St. Francis of Assisi

“Francis would never be invited to pray at the Presidential Inauguration, and you would never find him at the head table of the National Prayer Breakfast.”

“I’m sure you’re right,” I said. “What else do you take away from your re-reading of Chasing Francis?”

“Three things, I think,” Arthur replied. “One, Francis understood the necessary connection between Christians and nature and the value of beauty for its own sake. Most evangelicals would probably consider him an environmentalist.

“Two, Francis appreciated the value of life, and that energized a strong peace-making impulse in him. Were he among us, he would point out the inconsistency in the evangelical opposition to abortion while endorsing drone attacks that murder innocent children. Most evangelicals would probably consider him a pacifist.

“And three, his commitment to a life of simplicity and his disdain for materialism are a conspicuous repudiation of the contemporary ‘prosperity gospel.'”

“That’s interesting,” I said. “Could you say a bit more about that?”

“Sure,” Arthur answered. “Francis would show how silly it is to use Jesus, a man who never owned anything except the robe on his back, as a means to acquire wealth and prestige, which He eschewed. He would likely point out that the things the prosperity preachers tout as available to all believers with sufficient faith are the very things Jesus rejected when the Devil offered them as temptation enticements.”

“That’s helpful,” I said. “Now two final questions, if I may. First, do you think Francis really said, ‘Preach the gospel at all times; when necessary, use words.’? And second, whether he did or not, do you agree with it?”

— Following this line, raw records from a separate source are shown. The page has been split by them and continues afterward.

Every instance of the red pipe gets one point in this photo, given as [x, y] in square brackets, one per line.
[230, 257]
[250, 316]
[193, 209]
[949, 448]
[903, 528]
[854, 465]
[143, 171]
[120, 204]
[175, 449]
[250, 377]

“We may never know if the quote is authentic or not,” Arthur answered. “But it certainly sounds like something Francis might have said, doesn’t it? As for agreeing with it, yes, I think I do.

“I don’t think the saying means to suggest that the Christian gospel doesn’t require articulation or explanation in words. I think it means that, when it comes time to share the Gospel in verbal form, we should be certain that we have faithfully prepared for that moment through the consistency of our discipleship and the intensity of our love.”

“Thank you for making me aware of this book,” I said, as I closed my copy of Chasing Francis and began making preparations to leave. “And thanks for the wonderful lunch and the stimulating conversation. I could talk about St. Francis all day long. But we might want to move in another direction the next time we meet.”

“That’s probably a good idea,” Arthur said. “But I have a feeling Francis will find his way back into our discussion on numerous occasions in the future.”

“I’m sure you’re right,” I said.

“Oh, before you go,” Arthur asked, “I wonder if we could pray together.”

“Of course, Arthur,” I replied.

“I’ll lead us, if you don’t mind,” Arthur said.

We bowed our heads, and Arthur made the sign of the cross. Then he reached over and took both of my hands in his. After a moment of silence, I heard Arthur repeat these familiar words.

Lord, make me an instrument of your peace.
Where there is hatred, let me sow love;
where there is injury, pardon;
where there is doubt, faith;
where there is despair, hope;
where there is darkness, light;
and where there is sadness, joy.
O Divine Master, grant that I may not so much seek
to be consoled as to console;
to be understood as to understand;
to be loved as to love.
For it is in giving that we receive;
it is in pardoning that we are pardoned;
and it is in dying that we are born to eternal life.

“Amen,” we intoned in unison. I squeezed Arthur’s hands, then put on my jacket and hat and walked out into the brilliant afternoon sun. Nothing else needed to be said.